2. User Authentication
HitKey's frontend handles the login UI. The user either:
- Logs in with existing credentials
- Registers a new account (3-step email verification)
- Completes 2FA if enabled
Your application doesn't handle any of this — HitKey manages the entire authentication UX.
3. Authorization Code
After successful authentication, HitKey's API returns a JSON response to the frontend:
{
"redirect_url": "https://myapp.com/callback?code=AUTH_CODE&state=STATE"

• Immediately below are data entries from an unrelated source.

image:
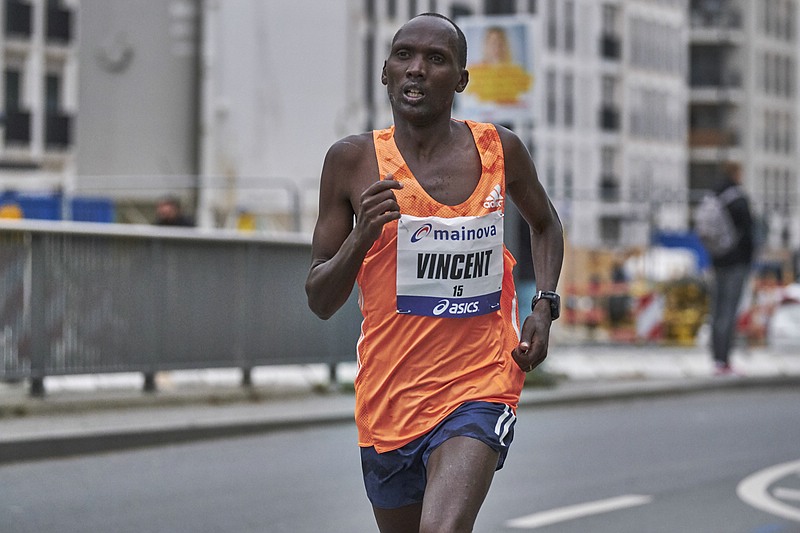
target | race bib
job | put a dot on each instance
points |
(449, 267)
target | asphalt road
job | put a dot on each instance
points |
(721, 462)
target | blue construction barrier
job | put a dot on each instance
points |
(50, 207)
(688, 240)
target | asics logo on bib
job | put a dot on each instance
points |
(460, 308)
(495, 199)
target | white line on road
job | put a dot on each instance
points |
(572, 512)
(783, 493)
(754, 490)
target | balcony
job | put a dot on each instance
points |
(57, 131)
(609, 189)
(712, 138)
(59, 25)
(610, 47)
(19, 19)
(609, 118)
(18, 127)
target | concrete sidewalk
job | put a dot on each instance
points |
(88, 414)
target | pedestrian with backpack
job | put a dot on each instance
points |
(724, 224)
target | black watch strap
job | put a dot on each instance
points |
(553, 299)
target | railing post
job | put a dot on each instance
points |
(38, 331)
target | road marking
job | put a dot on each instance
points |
(572, 512)
(754, 490)
(782, 493)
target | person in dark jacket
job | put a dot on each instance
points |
(169, 213)
(731, 271)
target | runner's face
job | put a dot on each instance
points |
(422, 73)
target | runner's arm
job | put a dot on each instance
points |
(338, 246)
(547, 245)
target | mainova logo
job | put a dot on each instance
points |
(421, 233)
(462, 234)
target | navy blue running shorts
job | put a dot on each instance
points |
(397, 478)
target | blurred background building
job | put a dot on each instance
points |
(636, 107)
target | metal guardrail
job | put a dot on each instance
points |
(79, 298)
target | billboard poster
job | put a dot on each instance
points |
(500, 65)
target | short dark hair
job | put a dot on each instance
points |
(462, 39)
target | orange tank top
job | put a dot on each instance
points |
(414, 370)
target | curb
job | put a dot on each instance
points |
(328, 411)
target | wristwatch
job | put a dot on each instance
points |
(555, 302)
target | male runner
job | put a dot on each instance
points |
(441, 356)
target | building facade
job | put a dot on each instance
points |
(39, 61)
(744, 104)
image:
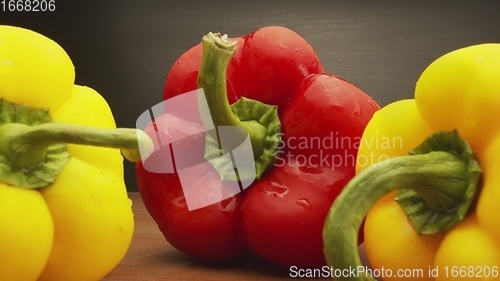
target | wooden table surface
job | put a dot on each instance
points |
(151, 257)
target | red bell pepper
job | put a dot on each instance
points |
(309, 145)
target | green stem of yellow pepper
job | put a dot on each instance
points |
(31, 156)
(437, 182)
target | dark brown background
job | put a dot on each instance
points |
(124, 48)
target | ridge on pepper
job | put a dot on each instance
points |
(272, 86)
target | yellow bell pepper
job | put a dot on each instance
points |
(457, 93)
(65, 210)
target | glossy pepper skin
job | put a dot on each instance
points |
(280, 216)
(458, 91)
(80, 225)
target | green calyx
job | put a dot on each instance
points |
(437, 185)
(260, 121)
(33, 147)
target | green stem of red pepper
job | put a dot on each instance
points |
(261, 121)
(437, 185)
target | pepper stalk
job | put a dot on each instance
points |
(437, 185)
(259, 120)
(33, 148)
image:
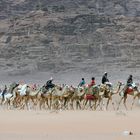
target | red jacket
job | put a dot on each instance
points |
(92, 83)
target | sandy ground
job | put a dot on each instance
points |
(69, 125)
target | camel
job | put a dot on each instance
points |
(108, 92)
(132, 91)
(92, 94)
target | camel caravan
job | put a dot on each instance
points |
(63, 97)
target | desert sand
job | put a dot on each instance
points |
(69, 125)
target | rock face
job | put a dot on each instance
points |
(90, 36)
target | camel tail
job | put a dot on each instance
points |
(139, 101)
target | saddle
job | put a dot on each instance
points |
(129, 90)
(90, 97)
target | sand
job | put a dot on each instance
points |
(69, 125)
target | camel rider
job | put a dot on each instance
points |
(49, 84)
(82, 83)
(129, 85)
(104, 78)
(92, 83)
(4, 91)
(130, 80)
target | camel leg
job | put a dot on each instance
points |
(120, 103)
(124, 102)
(133, 102)
(107, 103)
(85, 103)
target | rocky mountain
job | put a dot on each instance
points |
(64, 36)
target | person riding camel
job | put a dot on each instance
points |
(49, 84)
(3, 92)
(82, 83)
(92, 82)
(129, 85)
(104, 78)
(130, 80)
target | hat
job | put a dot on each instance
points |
(51, 78)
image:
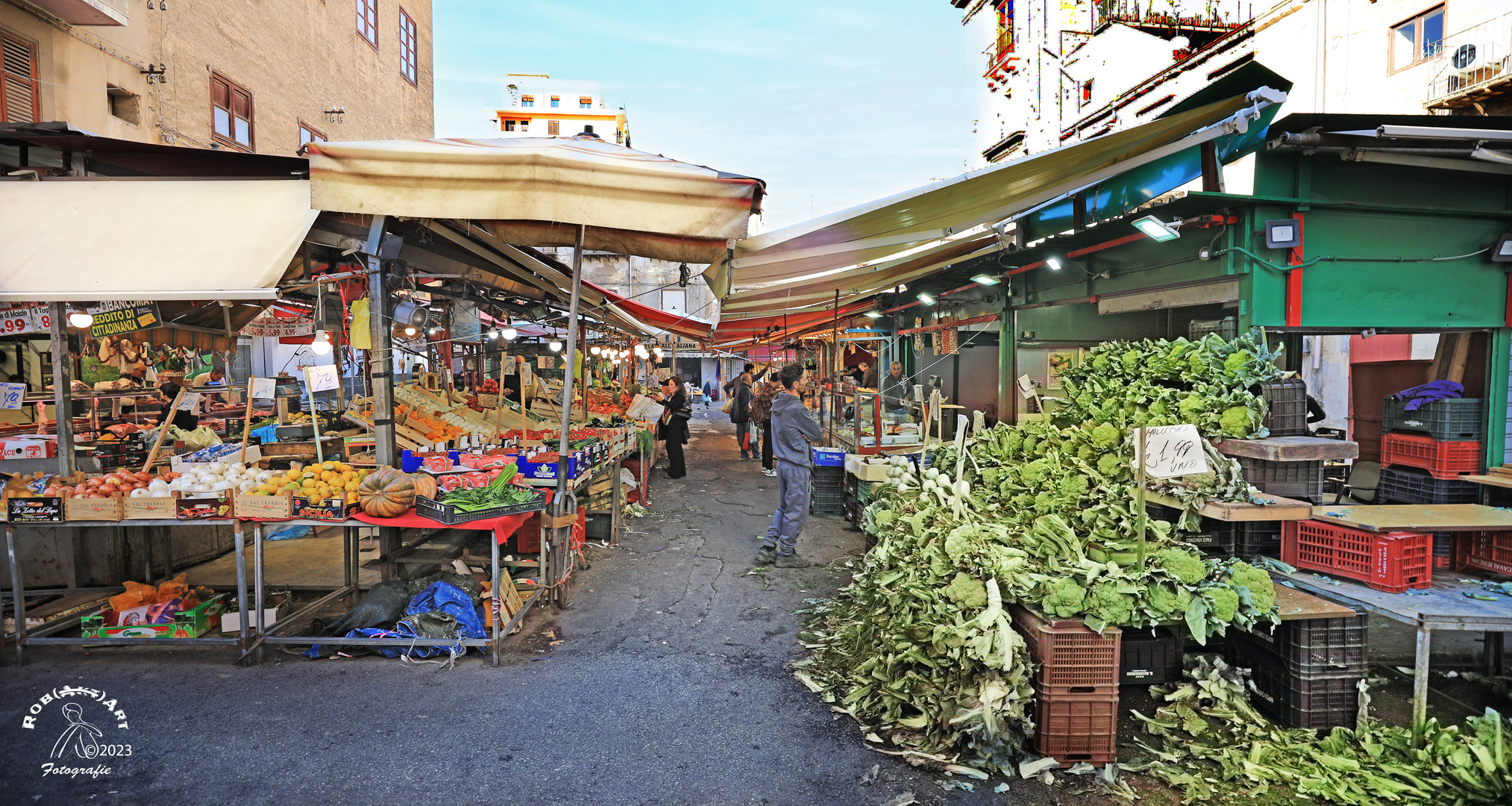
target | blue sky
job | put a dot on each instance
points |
(832, 101)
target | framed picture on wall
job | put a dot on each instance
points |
(1057, 362)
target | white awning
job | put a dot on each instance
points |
(148, 240)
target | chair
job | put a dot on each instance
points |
(1363, 484)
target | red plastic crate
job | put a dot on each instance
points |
(1077, 728)
(1073, 658)
(1441, 458)
(1388, 561)
(1484, 551)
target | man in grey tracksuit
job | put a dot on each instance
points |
(791, 433)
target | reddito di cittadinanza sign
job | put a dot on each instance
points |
(123, 316)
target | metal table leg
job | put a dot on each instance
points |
(241, 583)
(1420, 681)
(259, 590)
(20, 595)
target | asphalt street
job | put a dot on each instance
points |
(662, 684)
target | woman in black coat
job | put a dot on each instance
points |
(674, 427)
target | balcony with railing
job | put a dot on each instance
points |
(1473, 66)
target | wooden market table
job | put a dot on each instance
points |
(1443, 607)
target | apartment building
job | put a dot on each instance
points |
(1047, 75)
(540, 106)
(263, 76)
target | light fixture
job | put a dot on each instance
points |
(1282, 234)
(1155, 228)
(1500, 253)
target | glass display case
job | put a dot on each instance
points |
(855, 419)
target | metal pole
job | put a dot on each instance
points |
(63, 387)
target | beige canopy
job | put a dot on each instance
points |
(536, 193)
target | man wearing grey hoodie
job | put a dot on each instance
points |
(793, 430)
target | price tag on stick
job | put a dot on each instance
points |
(1169, 451)
(11, 395)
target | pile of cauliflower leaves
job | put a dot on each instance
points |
(918, 648)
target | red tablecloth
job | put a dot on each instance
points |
(502, 527)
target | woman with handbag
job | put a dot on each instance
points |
(674, 427)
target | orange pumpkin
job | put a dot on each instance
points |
(424, 484)
(386, 493)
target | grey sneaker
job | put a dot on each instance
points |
(791, 561)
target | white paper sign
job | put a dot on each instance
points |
(321, 378)
(1172, 451)
(11, 395)
(263, 387)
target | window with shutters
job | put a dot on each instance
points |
(368, 22)
(19, 101)
(230, 112)
(409, 49)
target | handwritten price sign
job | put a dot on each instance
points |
(11, 395)
(1172, 451)
(322, 377)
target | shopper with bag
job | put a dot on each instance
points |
(674, 427)
(761, 415)
(740, 410)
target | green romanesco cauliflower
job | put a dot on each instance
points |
(968, 592)
(1074, 487)
(1222, 604)
(1261, 590)
(1167, 599)
(1110, 605)
(1183, 564)
(1105, 436)
(1236, 421)
(1063, 598)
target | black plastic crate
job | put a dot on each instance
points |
(1447, 419)
(1248, 539)
(1148, 658)
(1301, 480)
(1287, 401)
(1410, 486)
(1310, 646)
(1320, 702)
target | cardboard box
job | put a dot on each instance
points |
(331, 508)
(232, 619)
(278, 507)
(94, 508)
(34, 510)
(204, 505)
(189, 623)
(148, 508)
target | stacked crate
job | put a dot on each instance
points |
(1305, 673)
(1425, 452)
(1077, 687)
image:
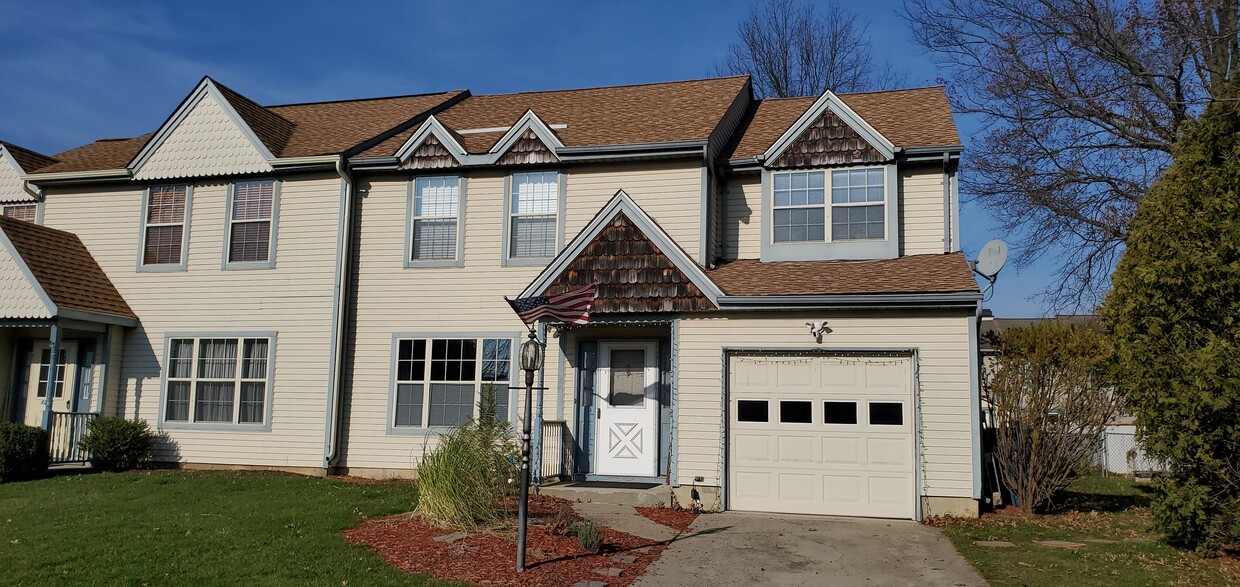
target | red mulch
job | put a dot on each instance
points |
(407, 542)
(672, 518)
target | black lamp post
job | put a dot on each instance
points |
(531, 361)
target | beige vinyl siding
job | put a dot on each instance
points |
(206, 143)
(921, 214)
(743, 227)
(945, 405)
(294, 299)
(670, 192)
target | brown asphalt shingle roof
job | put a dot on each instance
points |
(909, 118)
(65, 268)
(26, 158)
(595, 117)
(323, 128)
(916, 273)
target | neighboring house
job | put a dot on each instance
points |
(319, 287)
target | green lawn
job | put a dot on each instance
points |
(1111, 516)
(176, 528)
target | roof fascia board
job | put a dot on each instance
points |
(621, 202)
(433, 127)
(52, 310)
(527, 122)
(832, 102)
(206, 87)
(961, 299)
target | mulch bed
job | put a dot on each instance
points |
(671, 518)
(490, 557)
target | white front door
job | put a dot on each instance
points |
(626, 406)
(37, 381)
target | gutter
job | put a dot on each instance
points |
(852, 302)
(339, 318)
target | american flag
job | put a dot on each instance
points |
(569, 307)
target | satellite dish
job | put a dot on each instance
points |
(991, 258)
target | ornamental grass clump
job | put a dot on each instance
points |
(463, 482)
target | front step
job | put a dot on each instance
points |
(613, 493)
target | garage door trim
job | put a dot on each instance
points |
(851, 351)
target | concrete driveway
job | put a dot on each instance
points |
(770, 549)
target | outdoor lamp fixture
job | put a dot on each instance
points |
(531, 361)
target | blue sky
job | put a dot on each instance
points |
(76, 71)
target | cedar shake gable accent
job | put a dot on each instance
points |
(910, 274)
(827, 140)
(909, 118)
(631, 272)
(65, 269)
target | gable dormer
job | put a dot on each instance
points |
(213, 132)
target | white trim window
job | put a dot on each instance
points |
(249, 231)
(857, 210)
(27, 212)
(533, 215)
(434, 219)
(800, 215)
(217, 380)
(438, 381)
(164, 233)
(857, 205)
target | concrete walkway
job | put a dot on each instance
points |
(768, 549)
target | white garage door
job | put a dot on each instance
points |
(816, 434)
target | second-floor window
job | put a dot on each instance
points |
(164, 235)
(434, 217)
(532, 215)
(22, 211)
(856, 212)
(251, 217)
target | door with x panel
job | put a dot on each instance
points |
(626, 402)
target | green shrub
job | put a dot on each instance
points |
(589, 536)
(118, 443)
(22, 452)
(463, 482)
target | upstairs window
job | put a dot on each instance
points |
(857, 210)
(532, 215)
(249, 222)
(435, 219)
(27, 212)
(857, 197)
(164, 232)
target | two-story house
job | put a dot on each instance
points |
(784, 318)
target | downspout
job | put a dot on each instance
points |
(340, 318)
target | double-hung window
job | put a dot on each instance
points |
(22, 211)
(857, 210)
(533, 206)
(439, 381)
(218, 380)
(251, 217)
(434, 219)
(164, 226)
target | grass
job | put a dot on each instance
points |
(179, 528)
(1110, 515)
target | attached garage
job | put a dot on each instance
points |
(822, 434)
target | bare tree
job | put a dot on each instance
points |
(1080, 103)
(791, 49)
(1049, 391)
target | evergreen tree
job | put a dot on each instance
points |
(1174, 315)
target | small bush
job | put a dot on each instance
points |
(22, 452)
(118, 444)
(589, 536)
(463, 480)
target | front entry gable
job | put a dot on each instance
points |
(635, 266)
(207, 137)
(828, 133)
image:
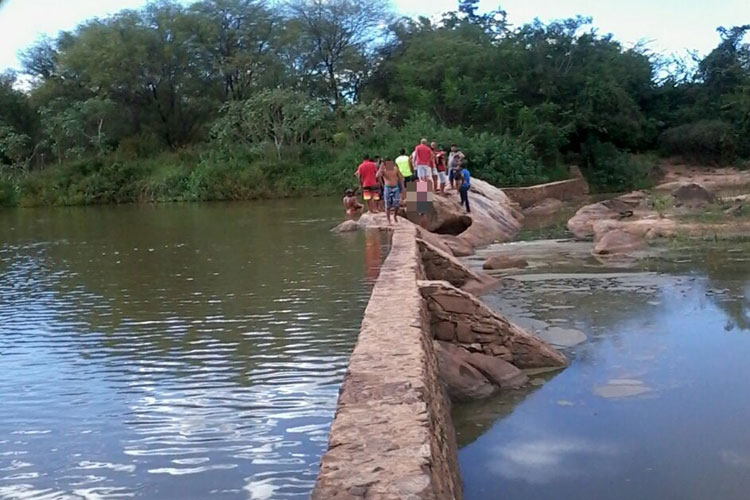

}The frontend then redirects the user to your redirect_uri with:
code— one-time authorization code (valid for 10 minutes)state— the same state you sent in step 1
WARNING
The authorization code is single-use. Once exchanged for tokens, it cannot be reused.
4. Token Exchange
Your backend exchanges the authorization code for tokens:
POST https://api.hitkey.io/oauth/token
Content-Type: application/json
{
"grant_type": "authorization_code",
"code": "AUTH_CODE",
"client_id": "YOUR_CLIENT_ID",
"client_secret": "YOUR_CLIENT_SECRET",
"redirect_uri": "https://myapp.com/callback"
}Response:
{
"access_token": "eyJhbGciOi...",
"refresh_token": "dGhpcyBpcyBh...",
"token_type": "Bearer",
"expires_in": 3600,
"scope": "openid profile email"
}DANGER
Never expose client_secret in frontend code. Token exchange must happen on your backend.
5. Get User Info
Use the access token to retrieve the user's profile:
GET https://api.hitkey.io/oauth/userinfo
Authorization: Bearer ACCESS_TOKENResponse (depends on granted scopes):
{
"sub": "550e8400-e29b-41d4-a716-446655440000",
"id": "550e8400-e29b-41d4-a716-446655440000",
"email": "user@example.com",
"name": "John Doe",
"given_name": "John",
"family_name": "Doe",
"display_name": "John Doe",
"preferred_username": "johndoe"
}6. Token Refresh
Access tokens expire after 1 hour. Use the refresh token to get a new access token:
POST https://api.hitkey.io/oauth/token
Content-Type: application/json
{
"grant_type": "refresh_token",
"refresh_token": "REFRESH_TOKEN",
"client_id": "YOUR_CLIENT_ID",
"client_secret": "YOUR_CLIENT_SECRET"
}No token rotation
OAuth refresh does not rotate the refresh token — the same refresh token remains valid. Only a new access token is issued. Refresh tokens have a 30-day sliding window and a 90-day absolute cap.
Security Considerations
| Concern | Mitigation |
|---|---|
| CSRF | state parameter — generate, store in session, verify on callback |
| Code interception | Authorization codes are single-use and expire in 10 minutes |
| Token leakage | client_secret never leaves your backend |
| Token theft | Short-lived access tokens (1h) |
| Replay attacks | Used authorization codes are invalidated |
Redirect URI Matching
HitKey normalizes redirect URIs before comparison:
- URL-encoding is auto-decoded
- Trailing slashes are handled
However, the domain, port, and path must match exactly. Register your production URI when creating the OAuth client.
What About 2FA?
If the user has 2FA enabled, HitKey handles it transparently during step 2. Your application doesn't need any changes — the login flow simply includes an additional TOTP verification step on HitKey's side.